Soft lockup when running bonnie++ only at 1600 mt/s

Bug #1239800 reported by Pradeep
16
This bug affects 1 person
Affects Status Importance Assigned to Milestone
linux (Ubuntu)
Fix Released
Medium
Unassigned

Bug Description

SRU Justification:

Impact: running a test like bonnie++ makes the system instable and prone to hangs.

Fix: apply the attached patches and recompile a kernel.

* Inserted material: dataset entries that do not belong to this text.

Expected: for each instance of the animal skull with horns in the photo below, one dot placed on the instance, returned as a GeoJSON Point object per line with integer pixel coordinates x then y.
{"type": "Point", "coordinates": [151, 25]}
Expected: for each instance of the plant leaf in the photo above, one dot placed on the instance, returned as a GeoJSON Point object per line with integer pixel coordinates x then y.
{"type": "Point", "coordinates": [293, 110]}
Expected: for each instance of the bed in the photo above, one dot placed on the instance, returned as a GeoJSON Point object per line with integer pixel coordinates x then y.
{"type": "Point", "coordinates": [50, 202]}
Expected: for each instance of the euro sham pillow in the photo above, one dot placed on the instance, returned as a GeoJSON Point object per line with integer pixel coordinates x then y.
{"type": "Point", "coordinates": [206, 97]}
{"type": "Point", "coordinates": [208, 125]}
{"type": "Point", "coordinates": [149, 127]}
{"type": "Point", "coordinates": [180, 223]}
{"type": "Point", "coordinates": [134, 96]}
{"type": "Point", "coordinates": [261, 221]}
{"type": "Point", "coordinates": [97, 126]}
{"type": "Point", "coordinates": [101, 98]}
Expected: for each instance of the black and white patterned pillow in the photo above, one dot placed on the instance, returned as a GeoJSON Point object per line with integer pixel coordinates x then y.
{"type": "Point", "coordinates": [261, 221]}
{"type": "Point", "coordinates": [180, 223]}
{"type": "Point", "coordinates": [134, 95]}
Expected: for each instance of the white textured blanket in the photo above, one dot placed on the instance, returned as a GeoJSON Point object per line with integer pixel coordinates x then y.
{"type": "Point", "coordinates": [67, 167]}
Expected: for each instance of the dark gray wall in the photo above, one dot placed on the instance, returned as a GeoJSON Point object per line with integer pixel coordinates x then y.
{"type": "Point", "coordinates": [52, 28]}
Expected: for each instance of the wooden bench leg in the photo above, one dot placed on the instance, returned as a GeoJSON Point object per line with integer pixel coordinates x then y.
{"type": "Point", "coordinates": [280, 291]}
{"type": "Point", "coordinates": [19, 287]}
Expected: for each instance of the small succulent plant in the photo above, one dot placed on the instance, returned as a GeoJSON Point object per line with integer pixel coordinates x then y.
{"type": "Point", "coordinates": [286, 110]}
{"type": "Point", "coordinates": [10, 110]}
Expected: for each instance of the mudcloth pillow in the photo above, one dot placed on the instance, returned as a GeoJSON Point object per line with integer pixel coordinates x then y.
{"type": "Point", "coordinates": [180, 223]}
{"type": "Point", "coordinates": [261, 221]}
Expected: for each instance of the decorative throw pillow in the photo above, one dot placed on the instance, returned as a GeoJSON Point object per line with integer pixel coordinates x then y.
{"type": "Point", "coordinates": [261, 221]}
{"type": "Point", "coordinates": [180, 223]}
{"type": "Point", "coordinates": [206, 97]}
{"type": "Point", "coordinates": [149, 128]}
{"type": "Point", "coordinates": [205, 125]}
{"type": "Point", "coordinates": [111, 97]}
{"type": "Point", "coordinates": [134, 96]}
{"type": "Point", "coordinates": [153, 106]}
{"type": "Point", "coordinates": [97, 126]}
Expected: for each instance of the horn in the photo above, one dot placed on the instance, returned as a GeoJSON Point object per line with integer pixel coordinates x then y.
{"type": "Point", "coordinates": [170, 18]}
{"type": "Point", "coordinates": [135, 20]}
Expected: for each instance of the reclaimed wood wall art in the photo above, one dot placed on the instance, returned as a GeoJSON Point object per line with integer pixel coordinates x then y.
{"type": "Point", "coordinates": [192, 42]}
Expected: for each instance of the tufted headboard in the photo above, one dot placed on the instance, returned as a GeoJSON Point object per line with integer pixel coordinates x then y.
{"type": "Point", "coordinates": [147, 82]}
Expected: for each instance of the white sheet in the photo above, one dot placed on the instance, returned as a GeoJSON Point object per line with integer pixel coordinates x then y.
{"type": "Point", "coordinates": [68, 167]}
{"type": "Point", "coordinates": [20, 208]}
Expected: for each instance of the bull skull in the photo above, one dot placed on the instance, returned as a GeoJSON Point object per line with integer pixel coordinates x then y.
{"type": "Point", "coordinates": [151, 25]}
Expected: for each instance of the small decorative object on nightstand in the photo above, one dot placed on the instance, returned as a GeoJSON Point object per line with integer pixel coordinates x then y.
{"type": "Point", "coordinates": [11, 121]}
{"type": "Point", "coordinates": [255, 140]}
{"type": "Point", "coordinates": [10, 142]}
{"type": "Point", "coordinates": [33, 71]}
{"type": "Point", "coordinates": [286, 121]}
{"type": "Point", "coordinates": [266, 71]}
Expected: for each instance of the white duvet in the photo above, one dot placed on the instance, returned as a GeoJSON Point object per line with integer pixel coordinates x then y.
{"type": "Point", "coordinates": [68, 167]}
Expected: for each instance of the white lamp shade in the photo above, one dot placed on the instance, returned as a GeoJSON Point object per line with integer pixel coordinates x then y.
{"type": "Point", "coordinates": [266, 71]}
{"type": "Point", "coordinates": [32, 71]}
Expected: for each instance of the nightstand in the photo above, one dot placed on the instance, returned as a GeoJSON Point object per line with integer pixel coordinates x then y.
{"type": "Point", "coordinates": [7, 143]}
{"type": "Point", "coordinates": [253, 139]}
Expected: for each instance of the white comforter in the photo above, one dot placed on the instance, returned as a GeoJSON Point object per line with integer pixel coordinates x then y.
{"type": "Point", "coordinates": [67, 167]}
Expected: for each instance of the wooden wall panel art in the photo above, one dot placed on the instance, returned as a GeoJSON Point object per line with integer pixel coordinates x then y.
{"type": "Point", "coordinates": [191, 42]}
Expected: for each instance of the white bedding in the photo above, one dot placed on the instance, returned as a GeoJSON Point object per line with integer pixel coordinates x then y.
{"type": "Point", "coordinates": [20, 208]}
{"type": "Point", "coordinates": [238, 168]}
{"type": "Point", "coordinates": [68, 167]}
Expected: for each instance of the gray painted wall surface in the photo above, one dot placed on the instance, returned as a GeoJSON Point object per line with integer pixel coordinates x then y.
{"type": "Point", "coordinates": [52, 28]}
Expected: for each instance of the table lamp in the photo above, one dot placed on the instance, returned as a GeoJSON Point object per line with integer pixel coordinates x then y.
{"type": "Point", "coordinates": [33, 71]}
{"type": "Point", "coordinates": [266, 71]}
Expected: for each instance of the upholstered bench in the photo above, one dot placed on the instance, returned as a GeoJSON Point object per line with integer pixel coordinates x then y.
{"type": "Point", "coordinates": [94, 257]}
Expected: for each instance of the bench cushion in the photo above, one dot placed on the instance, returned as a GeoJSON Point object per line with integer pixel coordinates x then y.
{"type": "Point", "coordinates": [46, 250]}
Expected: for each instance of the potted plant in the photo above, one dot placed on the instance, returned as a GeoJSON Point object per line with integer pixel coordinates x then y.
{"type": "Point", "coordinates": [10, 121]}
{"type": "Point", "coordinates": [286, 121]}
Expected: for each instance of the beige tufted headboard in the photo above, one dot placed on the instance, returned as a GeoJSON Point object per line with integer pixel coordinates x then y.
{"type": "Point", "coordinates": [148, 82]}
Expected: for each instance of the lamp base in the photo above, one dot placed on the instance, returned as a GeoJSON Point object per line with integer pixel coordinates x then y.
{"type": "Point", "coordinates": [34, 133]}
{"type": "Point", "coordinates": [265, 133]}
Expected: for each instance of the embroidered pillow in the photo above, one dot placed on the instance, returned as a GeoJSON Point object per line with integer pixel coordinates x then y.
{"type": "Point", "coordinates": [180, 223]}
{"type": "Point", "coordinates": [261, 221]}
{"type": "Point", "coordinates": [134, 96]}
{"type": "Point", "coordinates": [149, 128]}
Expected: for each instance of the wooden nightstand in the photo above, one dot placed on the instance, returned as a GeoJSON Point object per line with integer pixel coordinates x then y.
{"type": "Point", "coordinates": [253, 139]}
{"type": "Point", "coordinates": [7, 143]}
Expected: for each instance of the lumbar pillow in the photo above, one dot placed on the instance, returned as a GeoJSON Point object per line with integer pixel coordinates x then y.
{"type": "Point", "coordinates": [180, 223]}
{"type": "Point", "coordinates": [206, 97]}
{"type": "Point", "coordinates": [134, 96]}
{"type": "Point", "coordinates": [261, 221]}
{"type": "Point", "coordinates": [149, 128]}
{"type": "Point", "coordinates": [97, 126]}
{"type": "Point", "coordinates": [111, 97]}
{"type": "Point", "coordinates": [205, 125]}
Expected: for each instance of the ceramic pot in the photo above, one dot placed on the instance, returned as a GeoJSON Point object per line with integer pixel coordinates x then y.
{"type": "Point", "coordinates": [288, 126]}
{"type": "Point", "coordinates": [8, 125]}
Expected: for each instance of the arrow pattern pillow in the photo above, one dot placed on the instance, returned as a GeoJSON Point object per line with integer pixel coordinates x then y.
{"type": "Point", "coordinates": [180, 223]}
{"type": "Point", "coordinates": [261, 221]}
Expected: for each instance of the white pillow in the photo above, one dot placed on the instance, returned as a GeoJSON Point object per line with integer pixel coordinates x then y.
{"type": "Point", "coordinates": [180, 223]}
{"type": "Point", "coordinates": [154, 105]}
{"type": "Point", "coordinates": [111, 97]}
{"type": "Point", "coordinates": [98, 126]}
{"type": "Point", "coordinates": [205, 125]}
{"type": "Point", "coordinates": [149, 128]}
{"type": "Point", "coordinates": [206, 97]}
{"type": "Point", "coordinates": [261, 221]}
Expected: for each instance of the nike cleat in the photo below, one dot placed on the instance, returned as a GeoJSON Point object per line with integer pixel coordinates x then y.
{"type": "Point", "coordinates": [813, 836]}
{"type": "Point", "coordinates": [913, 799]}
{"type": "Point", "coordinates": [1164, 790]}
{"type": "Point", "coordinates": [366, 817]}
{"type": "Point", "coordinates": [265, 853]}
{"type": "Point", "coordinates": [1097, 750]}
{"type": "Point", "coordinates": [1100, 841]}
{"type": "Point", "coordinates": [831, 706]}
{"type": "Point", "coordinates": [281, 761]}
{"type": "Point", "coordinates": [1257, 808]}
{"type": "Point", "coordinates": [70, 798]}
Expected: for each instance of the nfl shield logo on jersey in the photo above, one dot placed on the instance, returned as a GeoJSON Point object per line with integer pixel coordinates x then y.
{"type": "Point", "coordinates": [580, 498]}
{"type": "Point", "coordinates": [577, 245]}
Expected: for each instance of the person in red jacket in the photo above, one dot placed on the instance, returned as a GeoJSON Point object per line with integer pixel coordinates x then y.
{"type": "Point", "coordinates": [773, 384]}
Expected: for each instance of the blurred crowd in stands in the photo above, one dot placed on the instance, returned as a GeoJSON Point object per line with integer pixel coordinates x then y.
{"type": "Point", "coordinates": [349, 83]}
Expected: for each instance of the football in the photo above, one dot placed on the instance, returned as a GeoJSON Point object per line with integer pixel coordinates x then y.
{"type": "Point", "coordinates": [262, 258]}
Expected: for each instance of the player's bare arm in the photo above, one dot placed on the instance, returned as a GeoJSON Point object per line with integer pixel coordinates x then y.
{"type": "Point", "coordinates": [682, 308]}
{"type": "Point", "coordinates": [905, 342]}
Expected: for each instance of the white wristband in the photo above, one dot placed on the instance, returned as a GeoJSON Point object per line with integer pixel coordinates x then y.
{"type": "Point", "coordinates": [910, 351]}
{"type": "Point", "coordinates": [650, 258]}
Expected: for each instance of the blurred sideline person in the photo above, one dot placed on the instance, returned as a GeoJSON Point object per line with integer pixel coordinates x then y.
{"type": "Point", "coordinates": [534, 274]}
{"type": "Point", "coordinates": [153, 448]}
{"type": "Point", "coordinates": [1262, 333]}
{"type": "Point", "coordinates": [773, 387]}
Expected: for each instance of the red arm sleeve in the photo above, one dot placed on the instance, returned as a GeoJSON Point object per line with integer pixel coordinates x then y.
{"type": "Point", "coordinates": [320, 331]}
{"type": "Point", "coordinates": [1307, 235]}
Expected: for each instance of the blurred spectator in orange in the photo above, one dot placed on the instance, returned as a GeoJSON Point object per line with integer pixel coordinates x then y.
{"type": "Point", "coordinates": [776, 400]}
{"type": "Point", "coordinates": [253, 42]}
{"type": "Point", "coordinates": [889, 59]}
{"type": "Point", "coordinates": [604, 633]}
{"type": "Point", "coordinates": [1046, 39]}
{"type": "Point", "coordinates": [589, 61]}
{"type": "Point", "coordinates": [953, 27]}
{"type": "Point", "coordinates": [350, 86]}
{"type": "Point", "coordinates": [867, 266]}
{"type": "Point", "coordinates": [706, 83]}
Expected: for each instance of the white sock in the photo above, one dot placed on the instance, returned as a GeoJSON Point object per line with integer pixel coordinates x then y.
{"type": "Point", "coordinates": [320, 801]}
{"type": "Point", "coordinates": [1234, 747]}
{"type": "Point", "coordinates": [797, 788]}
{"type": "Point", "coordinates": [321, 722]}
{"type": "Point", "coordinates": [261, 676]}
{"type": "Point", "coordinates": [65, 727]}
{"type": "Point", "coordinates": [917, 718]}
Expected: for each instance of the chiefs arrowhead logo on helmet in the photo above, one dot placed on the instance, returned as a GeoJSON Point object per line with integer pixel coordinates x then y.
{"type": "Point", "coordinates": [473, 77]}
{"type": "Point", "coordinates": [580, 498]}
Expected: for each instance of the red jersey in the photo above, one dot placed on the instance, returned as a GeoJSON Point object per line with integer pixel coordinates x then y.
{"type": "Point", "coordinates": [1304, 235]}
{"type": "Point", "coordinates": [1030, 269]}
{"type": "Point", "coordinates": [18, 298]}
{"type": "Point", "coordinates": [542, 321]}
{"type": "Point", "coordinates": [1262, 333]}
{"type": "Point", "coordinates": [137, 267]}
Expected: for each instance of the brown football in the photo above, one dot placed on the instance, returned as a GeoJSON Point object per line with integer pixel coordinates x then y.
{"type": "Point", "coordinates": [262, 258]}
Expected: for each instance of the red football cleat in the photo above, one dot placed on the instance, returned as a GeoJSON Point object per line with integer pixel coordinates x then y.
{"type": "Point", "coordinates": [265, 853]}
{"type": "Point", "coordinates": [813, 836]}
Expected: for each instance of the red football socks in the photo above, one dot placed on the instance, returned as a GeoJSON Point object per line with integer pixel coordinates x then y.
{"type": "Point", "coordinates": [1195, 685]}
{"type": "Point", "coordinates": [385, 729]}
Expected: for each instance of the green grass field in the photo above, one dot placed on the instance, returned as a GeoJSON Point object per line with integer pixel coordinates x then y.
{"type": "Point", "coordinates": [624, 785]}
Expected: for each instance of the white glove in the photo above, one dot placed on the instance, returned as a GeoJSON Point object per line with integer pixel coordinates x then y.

Test case: leave bonnie running in a loop for 24hrs.

--

When bonnie++ was run in a loop, the system exhibits a hang behavior with
"rcu_sched: self-detected stall on CPU"
The time to error can be inconsistent. One time it took 7 hours and the next time more than 2 days.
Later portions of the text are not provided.